[XFS updates] XFS development tree branch, master, updated. xfs-for-linus-v3.12-rc1-11-g74ffa79

xfs@xxxxxxxxxxx · Tue, 10 Sep 2013 17:49:01 -0500 (CDT)

This is an automated email from the git hooks/post-receive script. It was
generated because a ref change was pushed to the repository containing
the project "XFS development tree".

The branch, master has been updated
  74ffa79 xfs: don't assert fail on bad inode numbers
  46f9d2e xfs: aborted buf items can be in the AIL.
  fdd3cce xfs: factor all the kmalloc-or-vmalloc fallback allocations
  2dc164f xfs: fix memory allocation failures with ACLs
  0a4edc8 xfs: ensure we copy buffer type in da btree root splits
  daf7b79 xfs: set remote symlink buffer type for recovery
  638f4416 xfs: recovery of swap extents operations for CRC filesystems
  21b5c97 xfs: swap extents operations for CRC filesystems
      from  0f295a214bb7658ca37bd61a8a1f0cd4a9d86c1f (commit)

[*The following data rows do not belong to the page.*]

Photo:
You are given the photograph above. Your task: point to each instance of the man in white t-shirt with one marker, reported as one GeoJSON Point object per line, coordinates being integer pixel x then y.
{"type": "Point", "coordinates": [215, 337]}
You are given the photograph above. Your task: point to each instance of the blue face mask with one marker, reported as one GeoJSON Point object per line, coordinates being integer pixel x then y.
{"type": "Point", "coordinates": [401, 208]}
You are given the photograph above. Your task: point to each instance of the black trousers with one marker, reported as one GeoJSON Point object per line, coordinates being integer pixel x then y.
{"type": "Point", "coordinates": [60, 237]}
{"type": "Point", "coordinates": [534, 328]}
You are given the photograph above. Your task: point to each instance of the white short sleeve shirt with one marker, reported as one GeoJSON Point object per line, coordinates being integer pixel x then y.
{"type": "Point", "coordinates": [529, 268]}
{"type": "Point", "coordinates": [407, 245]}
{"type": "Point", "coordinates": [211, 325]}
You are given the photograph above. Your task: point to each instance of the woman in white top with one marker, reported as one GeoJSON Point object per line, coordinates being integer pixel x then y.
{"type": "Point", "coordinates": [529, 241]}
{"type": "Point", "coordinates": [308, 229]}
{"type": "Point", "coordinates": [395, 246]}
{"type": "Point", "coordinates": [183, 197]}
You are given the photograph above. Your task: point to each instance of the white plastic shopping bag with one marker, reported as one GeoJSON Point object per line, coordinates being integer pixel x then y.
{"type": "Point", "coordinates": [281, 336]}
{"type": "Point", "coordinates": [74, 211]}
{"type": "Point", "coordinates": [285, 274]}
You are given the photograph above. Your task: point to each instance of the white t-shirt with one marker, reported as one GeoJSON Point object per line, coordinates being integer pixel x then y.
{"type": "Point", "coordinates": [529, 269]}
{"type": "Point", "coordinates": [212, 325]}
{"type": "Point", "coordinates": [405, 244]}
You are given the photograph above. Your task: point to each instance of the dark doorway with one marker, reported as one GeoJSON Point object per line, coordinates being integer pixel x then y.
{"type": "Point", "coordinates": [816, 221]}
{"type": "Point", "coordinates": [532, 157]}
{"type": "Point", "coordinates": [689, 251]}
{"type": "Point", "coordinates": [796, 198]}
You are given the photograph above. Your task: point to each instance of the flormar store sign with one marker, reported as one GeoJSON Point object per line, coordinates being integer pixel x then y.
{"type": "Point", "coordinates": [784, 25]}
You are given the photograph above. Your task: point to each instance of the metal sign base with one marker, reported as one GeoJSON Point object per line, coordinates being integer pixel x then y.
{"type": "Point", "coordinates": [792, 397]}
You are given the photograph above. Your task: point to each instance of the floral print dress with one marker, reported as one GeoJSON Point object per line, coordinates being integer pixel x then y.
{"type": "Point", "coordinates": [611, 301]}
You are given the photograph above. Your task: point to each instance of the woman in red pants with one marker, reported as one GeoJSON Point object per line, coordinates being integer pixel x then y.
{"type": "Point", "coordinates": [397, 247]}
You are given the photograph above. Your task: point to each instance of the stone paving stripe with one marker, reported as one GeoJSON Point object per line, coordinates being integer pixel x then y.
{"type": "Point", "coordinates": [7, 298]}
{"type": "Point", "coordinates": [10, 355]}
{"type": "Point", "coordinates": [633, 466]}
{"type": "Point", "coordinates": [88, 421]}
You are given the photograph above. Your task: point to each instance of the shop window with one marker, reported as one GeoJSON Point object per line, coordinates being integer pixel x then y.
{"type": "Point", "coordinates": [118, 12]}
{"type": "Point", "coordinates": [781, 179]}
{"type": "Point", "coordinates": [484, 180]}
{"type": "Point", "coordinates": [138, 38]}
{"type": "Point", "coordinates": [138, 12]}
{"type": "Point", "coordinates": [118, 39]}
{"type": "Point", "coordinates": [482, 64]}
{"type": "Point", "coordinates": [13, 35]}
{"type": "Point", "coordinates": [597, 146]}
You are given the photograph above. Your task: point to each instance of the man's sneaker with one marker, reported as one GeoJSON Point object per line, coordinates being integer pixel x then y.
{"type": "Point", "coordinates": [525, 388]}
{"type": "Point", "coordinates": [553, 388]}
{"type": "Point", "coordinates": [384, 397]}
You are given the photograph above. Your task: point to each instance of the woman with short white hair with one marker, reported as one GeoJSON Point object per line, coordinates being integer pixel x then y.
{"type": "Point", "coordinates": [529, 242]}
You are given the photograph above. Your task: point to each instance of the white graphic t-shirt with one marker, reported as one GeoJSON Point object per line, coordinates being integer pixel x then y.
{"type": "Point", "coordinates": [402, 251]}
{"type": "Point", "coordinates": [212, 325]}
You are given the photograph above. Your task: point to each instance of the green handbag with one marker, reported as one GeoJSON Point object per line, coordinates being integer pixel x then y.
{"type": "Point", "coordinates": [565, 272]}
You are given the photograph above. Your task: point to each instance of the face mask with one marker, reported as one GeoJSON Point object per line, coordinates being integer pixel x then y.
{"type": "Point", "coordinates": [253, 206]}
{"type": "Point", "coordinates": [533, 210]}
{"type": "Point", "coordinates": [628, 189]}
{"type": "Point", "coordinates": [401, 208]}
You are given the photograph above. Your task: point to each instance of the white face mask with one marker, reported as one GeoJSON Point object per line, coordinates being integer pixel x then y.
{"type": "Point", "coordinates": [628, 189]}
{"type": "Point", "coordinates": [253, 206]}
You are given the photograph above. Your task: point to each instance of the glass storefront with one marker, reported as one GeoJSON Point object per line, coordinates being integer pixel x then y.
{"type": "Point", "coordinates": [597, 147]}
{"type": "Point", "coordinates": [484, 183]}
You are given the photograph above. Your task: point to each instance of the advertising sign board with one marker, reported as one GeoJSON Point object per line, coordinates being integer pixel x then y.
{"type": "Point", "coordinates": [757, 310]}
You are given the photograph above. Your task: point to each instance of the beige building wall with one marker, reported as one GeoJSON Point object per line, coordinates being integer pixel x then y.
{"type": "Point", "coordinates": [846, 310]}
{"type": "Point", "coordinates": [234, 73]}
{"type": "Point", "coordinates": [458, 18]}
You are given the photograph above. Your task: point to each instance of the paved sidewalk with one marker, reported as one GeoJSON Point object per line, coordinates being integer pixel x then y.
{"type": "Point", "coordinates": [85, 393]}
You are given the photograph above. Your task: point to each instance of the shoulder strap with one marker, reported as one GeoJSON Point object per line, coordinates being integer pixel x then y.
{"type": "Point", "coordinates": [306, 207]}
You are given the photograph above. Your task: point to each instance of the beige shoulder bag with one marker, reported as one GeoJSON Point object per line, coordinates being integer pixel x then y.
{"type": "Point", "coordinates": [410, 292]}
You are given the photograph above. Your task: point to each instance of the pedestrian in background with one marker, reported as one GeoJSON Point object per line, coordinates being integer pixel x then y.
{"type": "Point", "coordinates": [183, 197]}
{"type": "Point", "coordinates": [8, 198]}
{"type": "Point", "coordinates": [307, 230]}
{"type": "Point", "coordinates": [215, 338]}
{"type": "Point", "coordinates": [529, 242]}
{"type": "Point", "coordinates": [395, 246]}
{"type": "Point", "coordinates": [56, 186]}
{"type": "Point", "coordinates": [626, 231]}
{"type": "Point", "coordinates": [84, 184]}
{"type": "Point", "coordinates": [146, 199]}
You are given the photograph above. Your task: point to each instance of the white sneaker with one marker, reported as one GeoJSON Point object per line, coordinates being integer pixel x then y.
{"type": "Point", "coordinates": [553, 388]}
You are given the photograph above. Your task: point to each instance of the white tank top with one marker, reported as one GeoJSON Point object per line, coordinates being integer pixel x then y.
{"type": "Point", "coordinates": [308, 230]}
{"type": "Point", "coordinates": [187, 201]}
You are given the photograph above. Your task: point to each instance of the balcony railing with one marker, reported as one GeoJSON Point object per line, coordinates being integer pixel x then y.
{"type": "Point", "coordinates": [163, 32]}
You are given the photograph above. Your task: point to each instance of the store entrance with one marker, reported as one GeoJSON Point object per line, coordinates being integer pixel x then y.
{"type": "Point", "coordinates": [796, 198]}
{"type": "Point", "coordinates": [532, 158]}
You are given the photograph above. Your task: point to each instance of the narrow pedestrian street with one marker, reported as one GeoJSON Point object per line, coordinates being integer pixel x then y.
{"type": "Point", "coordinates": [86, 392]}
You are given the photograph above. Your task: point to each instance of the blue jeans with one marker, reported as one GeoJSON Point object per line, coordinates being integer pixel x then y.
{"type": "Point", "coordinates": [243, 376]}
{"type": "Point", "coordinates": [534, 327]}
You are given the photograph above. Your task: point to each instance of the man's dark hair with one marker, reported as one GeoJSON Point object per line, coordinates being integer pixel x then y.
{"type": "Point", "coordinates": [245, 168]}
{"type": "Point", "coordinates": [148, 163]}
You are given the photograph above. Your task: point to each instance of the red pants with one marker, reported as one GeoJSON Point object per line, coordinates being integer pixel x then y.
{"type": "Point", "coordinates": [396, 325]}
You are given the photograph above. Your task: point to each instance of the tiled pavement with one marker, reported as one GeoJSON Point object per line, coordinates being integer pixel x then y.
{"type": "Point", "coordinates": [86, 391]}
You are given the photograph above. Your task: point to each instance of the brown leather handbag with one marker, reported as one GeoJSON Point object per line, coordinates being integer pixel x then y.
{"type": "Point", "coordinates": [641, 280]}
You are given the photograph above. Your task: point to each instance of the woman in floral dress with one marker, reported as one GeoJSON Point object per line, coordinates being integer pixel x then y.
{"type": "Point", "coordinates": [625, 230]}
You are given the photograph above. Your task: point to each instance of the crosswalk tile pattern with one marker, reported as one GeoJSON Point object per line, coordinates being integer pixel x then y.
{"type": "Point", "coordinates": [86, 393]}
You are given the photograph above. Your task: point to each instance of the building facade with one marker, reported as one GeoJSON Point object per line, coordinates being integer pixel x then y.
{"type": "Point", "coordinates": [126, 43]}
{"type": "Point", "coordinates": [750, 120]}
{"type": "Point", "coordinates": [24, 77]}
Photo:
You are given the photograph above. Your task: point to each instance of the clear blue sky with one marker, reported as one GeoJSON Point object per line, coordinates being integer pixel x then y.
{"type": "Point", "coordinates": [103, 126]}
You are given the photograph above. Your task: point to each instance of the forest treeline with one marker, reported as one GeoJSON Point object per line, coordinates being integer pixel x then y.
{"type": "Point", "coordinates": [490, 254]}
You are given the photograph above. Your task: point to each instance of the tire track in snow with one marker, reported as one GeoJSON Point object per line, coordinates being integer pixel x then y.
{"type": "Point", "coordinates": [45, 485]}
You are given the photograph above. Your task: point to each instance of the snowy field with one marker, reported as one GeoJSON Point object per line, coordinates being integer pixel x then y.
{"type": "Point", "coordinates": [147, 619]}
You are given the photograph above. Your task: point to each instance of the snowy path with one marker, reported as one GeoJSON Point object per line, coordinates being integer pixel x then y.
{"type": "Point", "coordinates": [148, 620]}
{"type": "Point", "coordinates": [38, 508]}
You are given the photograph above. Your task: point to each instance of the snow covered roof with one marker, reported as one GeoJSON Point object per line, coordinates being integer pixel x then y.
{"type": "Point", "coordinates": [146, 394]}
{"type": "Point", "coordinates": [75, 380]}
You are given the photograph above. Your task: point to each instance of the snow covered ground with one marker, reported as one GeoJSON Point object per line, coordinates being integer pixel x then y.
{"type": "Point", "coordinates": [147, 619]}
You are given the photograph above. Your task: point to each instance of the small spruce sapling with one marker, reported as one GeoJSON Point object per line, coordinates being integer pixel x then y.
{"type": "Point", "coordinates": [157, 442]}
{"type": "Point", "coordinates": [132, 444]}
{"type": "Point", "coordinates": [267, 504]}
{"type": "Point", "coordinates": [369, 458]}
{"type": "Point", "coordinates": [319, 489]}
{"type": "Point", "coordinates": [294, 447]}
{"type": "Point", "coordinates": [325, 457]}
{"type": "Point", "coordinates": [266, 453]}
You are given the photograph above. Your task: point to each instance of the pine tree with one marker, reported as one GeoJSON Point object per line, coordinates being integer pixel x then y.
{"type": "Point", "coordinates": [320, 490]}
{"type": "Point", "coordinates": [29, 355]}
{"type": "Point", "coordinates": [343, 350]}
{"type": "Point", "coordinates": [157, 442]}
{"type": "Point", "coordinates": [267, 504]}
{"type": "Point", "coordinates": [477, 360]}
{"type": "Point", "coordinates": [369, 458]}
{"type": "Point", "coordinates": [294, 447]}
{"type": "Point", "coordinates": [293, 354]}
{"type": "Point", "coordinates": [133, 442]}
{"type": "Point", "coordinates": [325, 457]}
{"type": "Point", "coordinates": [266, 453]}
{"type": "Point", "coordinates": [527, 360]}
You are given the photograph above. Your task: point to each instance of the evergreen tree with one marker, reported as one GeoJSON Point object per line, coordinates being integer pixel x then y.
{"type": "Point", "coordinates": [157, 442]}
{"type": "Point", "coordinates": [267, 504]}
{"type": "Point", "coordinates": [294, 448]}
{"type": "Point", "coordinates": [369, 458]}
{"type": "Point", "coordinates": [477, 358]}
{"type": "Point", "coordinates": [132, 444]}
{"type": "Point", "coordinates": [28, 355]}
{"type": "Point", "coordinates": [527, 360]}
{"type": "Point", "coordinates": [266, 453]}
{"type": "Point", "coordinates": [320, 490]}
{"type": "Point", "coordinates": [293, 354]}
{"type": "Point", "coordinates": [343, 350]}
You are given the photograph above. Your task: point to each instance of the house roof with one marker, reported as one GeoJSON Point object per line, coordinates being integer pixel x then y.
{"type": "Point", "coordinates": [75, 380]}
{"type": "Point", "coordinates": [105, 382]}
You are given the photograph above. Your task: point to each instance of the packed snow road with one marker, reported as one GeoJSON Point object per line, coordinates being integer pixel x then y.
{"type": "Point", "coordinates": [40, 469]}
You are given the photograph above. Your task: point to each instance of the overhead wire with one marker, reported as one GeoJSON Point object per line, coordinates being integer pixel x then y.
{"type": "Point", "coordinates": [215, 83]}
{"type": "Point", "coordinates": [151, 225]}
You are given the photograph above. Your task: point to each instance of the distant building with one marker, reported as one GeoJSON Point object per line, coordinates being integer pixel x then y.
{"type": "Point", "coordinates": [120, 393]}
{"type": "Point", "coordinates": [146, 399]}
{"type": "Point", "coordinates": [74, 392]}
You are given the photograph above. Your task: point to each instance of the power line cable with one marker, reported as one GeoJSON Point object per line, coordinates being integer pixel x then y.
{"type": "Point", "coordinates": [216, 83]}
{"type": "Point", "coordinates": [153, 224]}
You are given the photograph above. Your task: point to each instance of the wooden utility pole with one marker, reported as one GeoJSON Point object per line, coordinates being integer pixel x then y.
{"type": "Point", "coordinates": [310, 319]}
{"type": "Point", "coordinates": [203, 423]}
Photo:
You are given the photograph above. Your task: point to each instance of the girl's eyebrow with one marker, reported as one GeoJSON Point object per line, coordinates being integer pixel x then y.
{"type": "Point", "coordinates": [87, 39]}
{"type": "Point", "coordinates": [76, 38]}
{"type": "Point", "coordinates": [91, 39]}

Those revisions listed above that are new to this repository have
not appeared on any other notification email; so we list those
revisions in full, below.

- Log -----------------------------------------------------------------
commit 74ffa796e127906883cacedcf3871494192c9e42
Author: Dave Chinner <dchinner@xxxxxxxxxx>
Date:   Tue Sep 3 21:47:38 2013 +1000

    xfs: don't assert fail on bad inode numbers

    Let the inode verifier do it's work by returning an error when we
    fail to find correct magic numbers in an inode buffer.

    Signed-off-by: Dave Chinner <dchinner@xxxxxxxxxx>
    Reviewed-by: Mark Tinguely <tinguely@xxxxxxx>
    Signed-off-by: Ben Myers <bpm@xxxxxxx>

commit 46f9d2eb37849a328011b182729990d2db3f4d52
Author: Dave Chinner <dchinner@xxxxxxxxxx>
Date:   Tue Sep 3 21:47:37 2013 +1000

    xfs: aborted buf items can be in the AIL.

    Saw this on generic/270 after a DQALLOC transaction overrun
    shutdown:

    XFS: Assertion failed: !(bip->bli_item.li_flags & XFS_LI_IN_AIL), file: fs/xfs/xfs_buf_item.c, line: 952
    .....
     xfs_buf_item_relse+0x4f/0xd0
     xfs_buf_item_unlock+0x1b4/0x1e0
     xfs_trans_free_items+0x7d/0xb0
     xfs_trans_cancel+0x13c/0x1b0
     xfs_symlink+0x37e/0xa60
    ....

    When a transaction abort occured.

    If we are aborting a transaction and trigger this code path, then
    the item may be dirty. If the item is dirty, then it may be in the
    AIL. Hence if we are aborting, we need to check if the item is in
    the AIL and remove it before freeing it.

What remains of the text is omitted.